There are three things that are especially important for me these days:
- Finding pain relief
- Finding appropriate metaphors for my journey with cancer
- Sharing my discoveries with those who care
When pain is unbearable, nothing apart from pain relief matters. When pain becomes unbearable for me, I can slip into a demanding and unreasonable frame of mind.
Thankfully, I don't recall too many times when I've been totally unreasonable in my demands, but there were occasions when I don't think I "passed the test" owing to unbearable pain.
The next two concerns are obviously related to one another. Right from day 0001, I realized that I would need to find ways of speaking about cancer, both to others and to myself, that were meaningful, that made sharing my experiences in a blog format possible, and that emphasized the importance of attitude and choice. The prevailing metaphor of fighting cancer seemed to me too limiting.

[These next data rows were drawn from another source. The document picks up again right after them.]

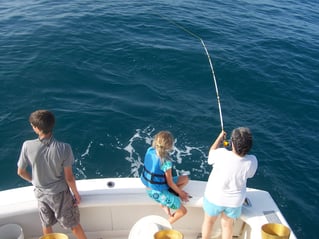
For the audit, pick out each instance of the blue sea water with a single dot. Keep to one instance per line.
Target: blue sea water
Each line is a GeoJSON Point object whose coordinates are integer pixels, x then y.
{"type": "Point", "coordinates": [116, 72]}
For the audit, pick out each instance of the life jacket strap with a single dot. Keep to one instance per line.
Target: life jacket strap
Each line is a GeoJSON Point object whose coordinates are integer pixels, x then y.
{"type": "Point", "coordinates": [153, 175]}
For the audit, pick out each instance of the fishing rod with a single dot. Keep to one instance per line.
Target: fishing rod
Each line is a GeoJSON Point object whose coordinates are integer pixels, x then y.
{"type": "Point", "coordinates": [210, 64]}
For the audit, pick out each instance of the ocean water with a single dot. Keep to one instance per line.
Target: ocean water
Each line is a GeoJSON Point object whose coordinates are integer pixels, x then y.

The military metaphor consisted primarily of words which stressed fighting, battling, conquest and defeat. One of the reasons the military metaphor didn't work for me was because it implied that every combatant was engaged in a hopeless contest whose end result was predetermined; one might win battles, but never the war.
In addition, I had this strong suspicion that one's choice of metaphor, one's use of descriptive language, had a direct effect on one's experience. At the very least, I hoped that my experience of cancer would be one of discovery, of "healing" (not necessarily physical cure), and of revealed wisdom. I didn't want my experience to be one of despair, fear, endless frustration, and dismay. I anticipated that along the way there was an opportunity for growth and sharing insights with others.
There have been major and minor breakthroughs during my "unwanted journey". This week past, for instance, I think my wife has helped me come to terms with a tendency on my part to have unrealistic expectations about my physical condition.
I've been feeling pretty good for the past two or three weeks, so much so that I've started to revert to the military metaphor, dreaming of "fighting" cancer and "winning the battle". She has reminded me that my "journey" - especially since choosing home palliative care - has been one of pain and symptom management.
It's been about identifying pain and other symptoms related to the treatment of my metastatic colorectal cancer, applying drugs and other approaches, and then finding a balance which provides me with as much "quality of life" as is possible given the damage cancer and other treatment protocols have already inflicted on my body.
The latter approach, and the language which goes along with it, are more indicative of a journey than a battle. Even the idea of taking things minute-by-minute is more indicative of a hike in the woods, or an early morning canoe ride, or a meal with family and friends.
It has taken well over a week of reflection, visits with colleagues, friends, and family, a recurrence of pain incidents and other "reminders" that I am a case study in managing pain, not to mention a delightful change of pace in reading habits from non-fiction to novels (see Neil Gaiman's American Gods; a kind of allegorical road trip with myths and mythology seeping through the cracks in the pavement) to help me uncover just a little more wisdom about who I am, where I am, and what lies ahead on the road.